Miller urges passage of pension bill

March 17, 1995|By Frank Langfitt | Frank Langfitt,Sun Staff Writer

State Senate President Thomas V. Mike Miller Jr. urged fellow senators yesterday to support a bill that would prohibit three top gubernatorial aides from collecting tens of thousands of dollars in early pension payments from Prince George's County.

Mr. Miller, a Prince George's Democrat, told a Senate subcommittee that the bill would prevent the county's pension program and others like it from benefiting elected and appointed officials who lose their jobs for political reasons.

"Appointees accept jobs knowing that they serve at the will of the appointing authority and, indirectly, at the will of the people," Mr. Miller said.

"County residents were shocked and disappointed to learn that, in these tight financial times, elected and appointed officials received enhanced pension benefits after leaving county service."

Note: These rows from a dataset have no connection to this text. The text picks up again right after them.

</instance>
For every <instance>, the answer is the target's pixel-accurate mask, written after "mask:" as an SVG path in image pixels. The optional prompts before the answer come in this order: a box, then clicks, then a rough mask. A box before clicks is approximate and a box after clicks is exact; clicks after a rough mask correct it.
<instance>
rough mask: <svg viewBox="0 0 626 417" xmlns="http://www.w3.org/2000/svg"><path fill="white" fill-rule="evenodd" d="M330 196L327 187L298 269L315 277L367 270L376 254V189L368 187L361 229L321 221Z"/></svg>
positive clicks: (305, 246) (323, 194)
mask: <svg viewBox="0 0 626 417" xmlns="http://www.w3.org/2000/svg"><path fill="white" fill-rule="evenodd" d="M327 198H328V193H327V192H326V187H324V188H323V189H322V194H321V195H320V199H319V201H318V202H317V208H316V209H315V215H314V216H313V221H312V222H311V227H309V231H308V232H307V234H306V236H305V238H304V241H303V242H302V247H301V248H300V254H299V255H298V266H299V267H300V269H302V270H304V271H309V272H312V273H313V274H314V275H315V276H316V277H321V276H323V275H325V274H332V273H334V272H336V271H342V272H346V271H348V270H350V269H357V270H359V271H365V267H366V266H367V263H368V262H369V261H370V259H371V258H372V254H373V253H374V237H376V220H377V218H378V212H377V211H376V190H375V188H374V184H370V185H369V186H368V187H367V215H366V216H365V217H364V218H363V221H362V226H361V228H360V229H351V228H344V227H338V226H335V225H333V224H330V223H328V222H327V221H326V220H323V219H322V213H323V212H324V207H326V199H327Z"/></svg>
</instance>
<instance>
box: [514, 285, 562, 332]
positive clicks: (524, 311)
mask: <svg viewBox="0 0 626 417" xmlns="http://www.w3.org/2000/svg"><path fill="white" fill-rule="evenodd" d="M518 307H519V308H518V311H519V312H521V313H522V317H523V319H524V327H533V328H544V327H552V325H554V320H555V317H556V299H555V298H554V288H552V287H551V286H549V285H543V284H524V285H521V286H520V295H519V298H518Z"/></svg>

Specifically, Senate Bill 857 would prevent three aides to the governor -- Chief of Staff Major F. Riddick Jr., 44, Personnel Secretary Michael J. Knapp, 41, and Deputy Chief of Staff Michele T. Rozner, 36 -- from receiving county pension benefits before the age of 55.

The bill is expected to pass the Senate. The measure has 36 co-sponsors, and only 24 votes are needed for approval in the 47-member body.

In the House of Delegates, Speaker Casper R. Taylor Jr. has not taken a position on the bill, but had nice things to say about it yesterday.

"I think the president's bill is a very responsible approach to pension issues," Mr. Taylor said. "And I'm sure that the House will give it very special consideration."

Gov. Parris N. Glendening was in meetings yesterday afternoon and unavailable for comment on the bill, said spokesman Charles F. Porcari.

If the legislature enacts the bill, it could put the governor in the awkward position of having to sign or veto a measure that would cost several of his longtime aides thousands of dollars.

The bill's passage also could lead to something of a showdown between Mr. Miller and Mr. Glendening. Both come from Prince George's and often have been at odds politically.

The Prince George's pension program set off a furor in January when it was reported that the governor and several top aides would receive early pension benefits because they had been "involuntarily separated" from jobs in the county.

The aides became eligible when Mr. Glendening asked for their resignations while he was county executive.

The governor said he did so to make it easier for his successor to hire his own people. He later rehired three of the aides at substantial salaries with the state.

Mr. Glendening was deemed eligible for the early benefits because term limits prohibited him from running for re-election as county executive, though he had said for years he had no intention of running again.

Amid criticism, Mr. Glendening, 52, said he would give up all pension benefits until he reached the normal retirement age of 55.

His aides said they would give up the benefits until they left state service.

Mr. Miller's bill would prevent all Maryland counties from paying early pension benefits to public officials who are subject to term limits. It would also prohibit such payments to political appointees who are asked to resign at the end of an elected official's term.

In addition, the bill would require that only elected officials make policy changes to a pension plan. In Prince George's, the pension program's trustees created the "involuntary separation" benefit without County Council approval.

The trustees, which included Mr. Knapp, were appointed by Mr. Glendening.

Lump sum payouts to employees for unused sick leave would also be prohibited under the bill. Under the Prince George's pension system, Mr. Riddick was eligible for nearly $120,000 in unused sick leave.